One common New Year’s Resolution is to to lose weight or change something in your body shape in a definite way. Humans are like the Earth – we have cycles, we need cycles. And, we need markers to timing those cycles. So, celebrating the beginning of a new year is a very important marker that gives us the sense of renovation, renewal, which means that we accept the reproduction or continuity of life but we also hope for something new and better.

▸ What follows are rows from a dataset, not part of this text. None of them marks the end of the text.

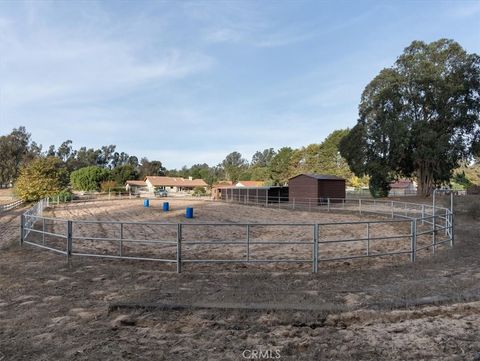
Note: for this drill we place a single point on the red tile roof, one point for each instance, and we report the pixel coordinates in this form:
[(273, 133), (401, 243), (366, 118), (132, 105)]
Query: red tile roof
[(249, 184), (136, 183)]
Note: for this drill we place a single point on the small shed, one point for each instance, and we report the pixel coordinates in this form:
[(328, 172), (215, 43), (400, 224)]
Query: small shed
[(315, 186)]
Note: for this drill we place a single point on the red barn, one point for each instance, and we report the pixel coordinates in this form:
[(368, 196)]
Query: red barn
[(315, 186)]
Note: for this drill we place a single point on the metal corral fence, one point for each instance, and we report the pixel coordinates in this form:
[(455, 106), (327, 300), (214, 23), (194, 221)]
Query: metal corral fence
[(411, 230), (9, 206)]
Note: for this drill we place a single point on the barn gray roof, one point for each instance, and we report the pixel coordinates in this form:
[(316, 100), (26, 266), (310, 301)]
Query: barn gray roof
[(320, 176)]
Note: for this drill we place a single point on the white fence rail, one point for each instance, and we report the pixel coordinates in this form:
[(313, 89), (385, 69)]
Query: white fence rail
[(413, 230)]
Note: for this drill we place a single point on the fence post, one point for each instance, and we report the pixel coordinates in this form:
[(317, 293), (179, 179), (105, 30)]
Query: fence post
[(121, 239), (248, 243), (69, 240), (413, 244), (451, 229), (315, 249), (22, 229), (179, 248), (446, 222), (368, 239)]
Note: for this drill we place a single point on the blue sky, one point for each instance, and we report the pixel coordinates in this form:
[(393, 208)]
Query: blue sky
[(189, 82)]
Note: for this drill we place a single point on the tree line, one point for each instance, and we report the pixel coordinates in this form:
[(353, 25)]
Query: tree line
[(418, 119)]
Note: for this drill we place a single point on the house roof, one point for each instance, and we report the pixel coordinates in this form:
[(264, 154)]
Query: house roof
[(158, 181), (320, 176), (402, 183), (249, 184), (136, 183)]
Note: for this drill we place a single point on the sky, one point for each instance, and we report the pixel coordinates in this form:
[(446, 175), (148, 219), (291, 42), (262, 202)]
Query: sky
[(188, 82)]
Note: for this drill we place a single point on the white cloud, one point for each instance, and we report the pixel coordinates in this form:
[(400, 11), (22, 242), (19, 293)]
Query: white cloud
[(58, 66)]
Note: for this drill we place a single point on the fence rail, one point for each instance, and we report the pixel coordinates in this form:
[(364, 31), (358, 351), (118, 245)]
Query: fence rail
[(416, 228), (9, 206)]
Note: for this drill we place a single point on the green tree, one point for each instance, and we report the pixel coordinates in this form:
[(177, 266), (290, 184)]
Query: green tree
[(279, 166), (263, 158), (234, 165), (122, 173), (152, 168), (14, 152), (42, 177), (89, 178), (419, 118)]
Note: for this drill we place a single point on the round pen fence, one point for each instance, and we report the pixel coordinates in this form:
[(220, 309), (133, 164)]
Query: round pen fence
[(399, 228)]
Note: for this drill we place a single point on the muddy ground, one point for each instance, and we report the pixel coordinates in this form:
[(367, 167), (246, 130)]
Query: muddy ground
[(125, 310)]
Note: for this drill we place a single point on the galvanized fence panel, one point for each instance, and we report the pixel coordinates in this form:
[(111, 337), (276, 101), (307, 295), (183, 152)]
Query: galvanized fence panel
[(408, 229)]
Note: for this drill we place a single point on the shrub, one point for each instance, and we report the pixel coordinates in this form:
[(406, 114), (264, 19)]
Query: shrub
[(107, 186), (89, 178), (199, 191), (42, 177)]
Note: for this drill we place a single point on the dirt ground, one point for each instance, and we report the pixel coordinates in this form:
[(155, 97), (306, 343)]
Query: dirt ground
[(208, 238), (98, 309)]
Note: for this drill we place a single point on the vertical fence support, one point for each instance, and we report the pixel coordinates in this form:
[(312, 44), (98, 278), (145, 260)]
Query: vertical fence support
[(69, 240), (22, 229), (179, 248), (413, 242), (121, 239), (43, 231), (451, 230), (368, 239), (248, 243), (434, 231), (315, 249)]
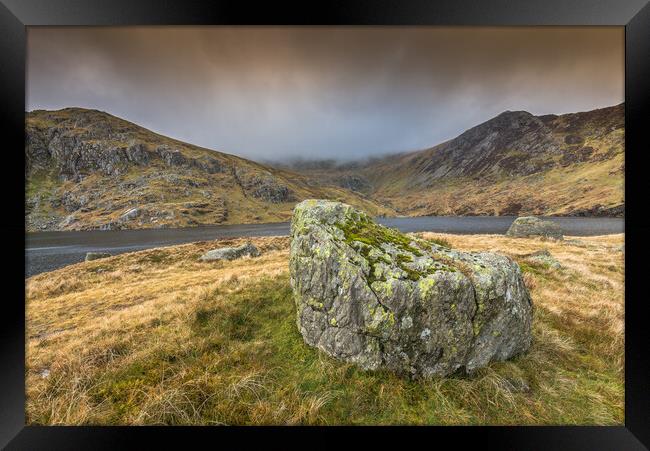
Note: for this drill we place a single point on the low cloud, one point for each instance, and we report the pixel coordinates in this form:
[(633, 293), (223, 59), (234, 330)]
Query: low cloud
[(275, 93)]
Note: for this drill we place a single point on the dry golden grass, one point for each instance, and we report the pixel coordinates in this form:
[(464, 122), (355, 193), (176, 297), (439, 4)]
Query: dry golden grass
[(157, 337)]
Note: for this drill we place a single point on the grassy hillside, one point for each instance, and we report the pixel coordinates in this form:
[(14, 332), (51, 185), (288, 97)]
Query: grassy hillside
[(513, 164), (89, 170), (157, 337)]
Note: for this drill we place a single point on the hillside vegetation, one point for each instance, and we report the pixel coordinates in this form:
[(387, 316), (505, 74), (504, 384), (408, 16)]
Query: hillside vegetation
[(513, 164), (158, 337), (86, 169)]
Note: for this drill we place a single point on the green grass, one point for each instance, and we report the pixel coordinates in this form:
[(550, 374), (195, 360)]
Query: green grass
[(243, 361)]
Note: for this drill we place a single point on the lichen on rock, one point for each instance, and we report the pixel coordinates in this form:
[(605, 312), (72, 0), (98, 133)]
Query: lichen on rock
[(382, 299)]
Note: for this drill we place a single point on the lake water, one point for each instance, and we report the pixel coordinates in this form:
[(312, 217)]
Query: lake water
[(46, 251)]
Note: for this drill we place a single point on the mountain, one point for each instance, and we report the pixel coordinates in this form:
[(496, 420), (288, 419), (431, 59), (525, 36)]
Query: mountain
[(513, 164), (86, 169)]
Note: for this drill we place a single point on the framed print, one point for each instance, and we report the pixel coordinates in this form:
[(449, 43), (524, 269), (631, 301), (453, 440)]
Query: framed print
[(358, 214)]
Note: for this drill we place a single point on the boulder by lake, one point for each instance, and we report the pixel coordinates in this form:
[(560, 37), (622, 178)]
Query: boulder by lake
[(231, 253), (90, 256), (526, 226), (382, 299)]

In a society immersed in a Diet Culture, the beginning of a new year also highlights the conflicting relationship we have with food, because food is an inherent part of the celebrations and rituals of this time of the year while plays an important role in our body weight and health. Diet Culture includes the mainstream and sometimes medical discourses about weight control, and it spreads some myths about how we can individually control our eating habits and consequently our weight. Most mainstream diets don’t take into consideration all the complexities involved in the definition of a person’s body weight and shape, and in the cultural relationships between emotions and food. So, at the end of the year, when there is this hope for better days, there is a very powerful appeal for you to evaluate your body “imperfections” and to make a decision about them. Behind this appeal there’s also judgment and punishment, because, if we part from the idea that you individually can control your body weight and shape if you don’t, what does this imply about yourself? The emotional effects that come from this implication are terrible and create another cycle – one that is not part of our natural cycles, but part of a collective mental health issue.

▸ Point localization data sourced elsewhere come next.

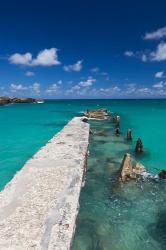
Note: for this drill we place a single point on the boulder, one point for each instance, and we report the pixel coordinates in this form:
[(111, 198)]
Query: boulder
[(126, 170), (4, 100)]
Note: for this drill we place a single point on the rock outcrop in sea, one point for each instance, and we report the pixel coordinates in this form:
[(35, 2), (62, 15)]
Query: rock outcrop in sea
[(130, 171)]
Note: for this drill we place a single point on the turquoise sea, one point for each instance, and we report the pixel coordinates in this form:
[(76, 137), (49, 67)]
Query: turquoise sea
[(111, 217)]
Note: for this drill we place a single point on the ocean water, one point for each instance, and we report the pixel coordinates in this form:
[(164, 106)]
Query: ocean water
[(111, 216)]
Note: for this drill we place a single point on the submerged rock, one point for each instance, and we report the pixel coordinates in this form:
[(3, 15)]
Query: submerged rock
[(139, 168), (130, 171), (162, 174), (126, 170)]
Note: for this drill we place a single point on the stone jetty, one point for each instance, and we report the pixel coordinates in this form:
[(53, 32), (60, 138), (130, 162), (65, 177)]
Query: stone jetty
[(39, 206), (98, 114), (129, 170)]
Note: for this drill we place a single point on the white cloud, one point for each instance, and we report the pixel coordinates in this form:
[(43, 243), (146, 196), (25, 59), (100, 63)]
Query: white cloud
[(35, 88), (60, 82), (159, 74), (87, 83), (82, 87), (159, 54), (52, 89), (144, 58), (73, 67), (29, 73), (129, 53), (17, 87), (156, 35), (159, 85), (46, 57), (95, 70), (24, 59)]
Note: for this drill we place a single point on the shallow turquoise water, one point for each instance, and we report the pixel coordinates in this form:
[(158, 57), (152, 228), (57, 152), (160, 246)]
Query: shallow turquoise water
[(25, 128), (116, 216), (112, 217)]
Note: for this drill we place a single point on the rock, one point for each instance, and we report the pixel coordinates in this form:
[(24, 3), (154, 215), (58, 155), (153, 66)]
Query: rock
[(162, 174), (100, 114), (126, 170), (139, 146), (129, 134), (139, 169), (116, 119)]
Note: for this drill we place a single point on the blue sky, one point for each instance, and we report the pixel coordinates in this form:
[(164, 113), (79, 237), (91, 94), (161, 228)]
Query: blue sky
[(83, 48)]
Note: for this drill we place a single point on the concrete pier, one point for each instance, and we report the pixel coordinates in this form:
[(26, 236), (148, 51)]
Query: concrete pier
[(38, 208)]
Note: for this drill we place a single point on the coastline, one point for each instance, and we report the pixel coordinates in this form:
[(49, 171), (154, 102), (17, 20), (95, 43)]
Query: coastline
[(39, 206)]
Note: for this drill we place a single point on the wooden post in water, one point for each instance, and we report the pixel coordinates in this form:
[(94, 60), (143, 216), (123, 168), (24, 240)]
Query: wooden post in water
[(129, 134), (139, 146)]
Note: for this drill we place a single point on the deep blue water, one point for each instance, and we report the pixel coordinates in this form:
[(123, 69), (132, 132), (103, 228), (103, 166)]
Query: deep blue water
[(130, 217)]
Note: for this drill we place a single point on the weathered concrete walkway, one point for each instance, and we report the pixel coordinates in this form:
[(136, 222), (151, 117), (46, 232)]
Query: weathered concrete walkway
[(38, 208)]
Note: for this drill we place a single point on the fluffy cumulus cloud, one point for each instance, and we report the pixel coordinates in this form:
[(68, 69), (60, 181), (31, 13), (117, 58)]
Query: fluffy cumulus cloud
[(17, 87), (138, 54), (46, 57), (156, 35), (156, 55), (29, 89), (95, 70), (159, 85), (35, 88), (24, 59), (159, 74), (73, 67), (82, 87), (159, 54)]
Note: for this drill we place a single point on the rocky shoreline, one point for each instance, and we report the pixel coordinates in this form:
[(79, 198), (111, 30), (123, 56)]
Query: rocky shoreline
[(7, 100)]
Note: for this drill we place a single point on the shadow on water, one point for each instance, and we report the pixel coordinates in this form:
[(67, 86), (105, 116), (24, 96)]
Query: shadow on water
[(158, 230)]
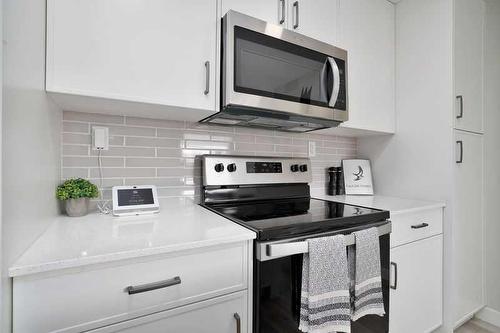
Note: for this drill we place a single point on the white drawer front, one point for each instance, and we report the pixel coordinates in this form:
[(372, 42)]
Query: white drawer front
[(410, 227), (92, 298), (226, 314)]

Emotional Eating is a term that we use in clinical settings to evaluate how a client’s eating behaviour is triggered by specific emotional needs and/or is responding to those. It is not a disorder and it is not a symptom of a mental health disorder, but it can be part of a mental health assessment. The way we eat can give us some clues about our emotional needs. And, emotional needs that are dysregulated and/or invalidated are in the basis of many mental health disorders. This means that emotional eating is simply part of life, but sometimes it is an indicative that something in our mental health is not well. An example is restricting yourself for an entire day in order to fulfil the anxiety provoked by an extreme negative body-image, and then binge eating at night or a few days later after realizing that starving didn’t make you lose the weight you wanted, feeling angry and a deep urge to self-punish. This kind of cycle reveals how very difficult emotions such as anxiety with body-image and guilt for not loosing weight are being addressed by an eating behaviour.

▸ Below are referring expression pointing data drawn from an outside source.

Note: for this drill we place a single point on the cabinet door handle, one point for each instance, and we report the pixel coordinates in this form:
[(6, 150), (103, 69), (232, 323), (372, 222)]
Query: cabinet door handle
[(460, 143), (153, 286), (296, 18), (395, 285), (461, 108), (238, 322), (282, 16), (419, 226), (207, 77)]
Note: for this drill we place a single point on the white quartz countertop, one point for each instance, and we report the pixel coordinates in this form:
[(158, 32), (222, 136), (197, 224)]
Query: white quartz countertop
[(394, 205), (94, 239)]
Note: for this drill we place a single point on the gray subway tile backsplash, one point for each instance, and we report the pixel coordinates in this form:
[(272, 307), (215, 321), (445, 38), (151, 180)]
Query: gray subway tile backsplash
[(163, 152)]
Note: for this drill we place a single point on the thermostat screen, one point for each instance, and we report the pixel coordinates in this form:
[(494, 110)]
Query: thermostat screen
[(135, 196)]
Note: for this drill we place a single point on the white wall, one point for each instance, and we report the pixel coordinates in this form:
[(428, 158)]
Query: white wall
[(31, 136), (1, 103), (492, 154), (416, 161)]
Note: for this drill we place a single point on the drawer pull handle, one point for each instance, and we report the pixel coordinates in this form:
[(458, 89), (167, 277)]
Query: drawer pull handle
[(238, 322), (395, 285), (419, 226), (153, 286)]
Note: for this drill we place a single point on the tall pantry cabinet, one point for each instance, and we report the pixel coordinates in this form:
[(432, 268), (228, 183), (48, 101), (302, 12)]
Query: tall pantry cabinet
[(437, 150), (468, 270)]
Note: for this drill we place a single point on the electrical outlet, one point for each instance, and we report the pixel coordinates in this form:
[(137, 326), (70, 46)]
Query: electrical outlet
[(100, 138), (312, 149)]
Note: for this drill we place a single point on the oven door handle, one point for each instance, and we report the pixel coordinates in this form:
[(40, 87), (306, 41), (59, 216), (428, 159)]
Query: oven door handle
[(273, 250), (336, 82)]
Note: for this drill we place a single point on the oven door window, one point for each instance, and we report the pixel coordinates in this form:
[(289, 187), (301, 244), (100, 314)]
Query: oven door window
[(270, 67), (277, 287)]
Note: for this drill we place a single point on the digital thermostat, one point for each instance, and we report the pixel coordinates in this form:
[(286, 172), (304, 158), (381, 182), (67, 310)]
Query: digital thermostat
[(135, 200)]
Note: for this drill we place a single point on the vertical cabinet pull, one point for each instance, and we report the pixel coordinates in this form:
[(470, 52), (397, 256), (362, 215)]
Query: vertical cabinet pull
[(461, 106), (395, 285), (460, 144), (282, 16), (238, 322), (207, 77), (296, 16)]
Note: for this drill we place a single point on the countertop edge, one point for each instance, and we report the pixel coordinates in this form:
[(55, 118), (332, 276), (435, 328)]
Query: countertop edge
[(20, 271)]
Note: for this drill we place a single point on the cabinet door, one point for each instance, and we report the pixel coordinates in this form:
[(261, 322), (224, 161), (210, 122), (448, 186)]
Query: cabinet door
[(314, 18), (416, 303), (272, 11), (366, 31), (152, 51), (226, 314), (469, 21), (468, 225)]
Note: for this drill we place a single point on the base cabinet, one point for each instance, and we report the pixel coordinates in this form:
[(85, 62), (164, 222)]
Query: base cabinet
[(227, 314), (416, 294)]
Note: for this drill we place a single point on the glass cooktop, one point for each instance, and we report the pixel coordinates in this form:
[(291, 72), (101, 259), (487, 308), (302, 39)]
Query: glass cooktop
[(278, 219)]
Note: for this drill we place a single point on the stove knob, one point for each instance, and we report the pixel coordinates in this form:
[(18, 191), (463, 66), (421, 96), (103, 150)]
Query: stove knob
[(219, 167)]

However, Emotional Eating is just a fact of life and cannot be eliminated! Celebrating with big dinners and gathering people around the table is the main mark of the Holidays at the end of December, which also usually includes drinking more alcohol and consuming more caloric, sugary meals. These meals are part of the joy, lightness, and abundance that we love to share at this time. For many cultures, independent of religion, cooking elaborate, beautiful and delicious meals and serving in abundance for a family and friends gathering mean the recognition of good fortune in life, which means that we are grateful for being alive and blessed by the goods of Earth – and as a Brazilian with a strong Portuguese heritage, I can definitely confirm that as a fact in Latin cultures including the North and South hemispheres. So, what I would like for you to take from this article is a sense of self-acceptance and self-compassion in facing the appeals of the Diet Culture. There’s much more in between our bodies and food than you can control by yourself. This doesn’t mean that you cannot make a decision to change your eating habits, maybe you do need to improve the quality of your meals or you need to address some of you emotional eating. Still, you can do this from a more realistic perspective and accepting your limitations and your possibilities.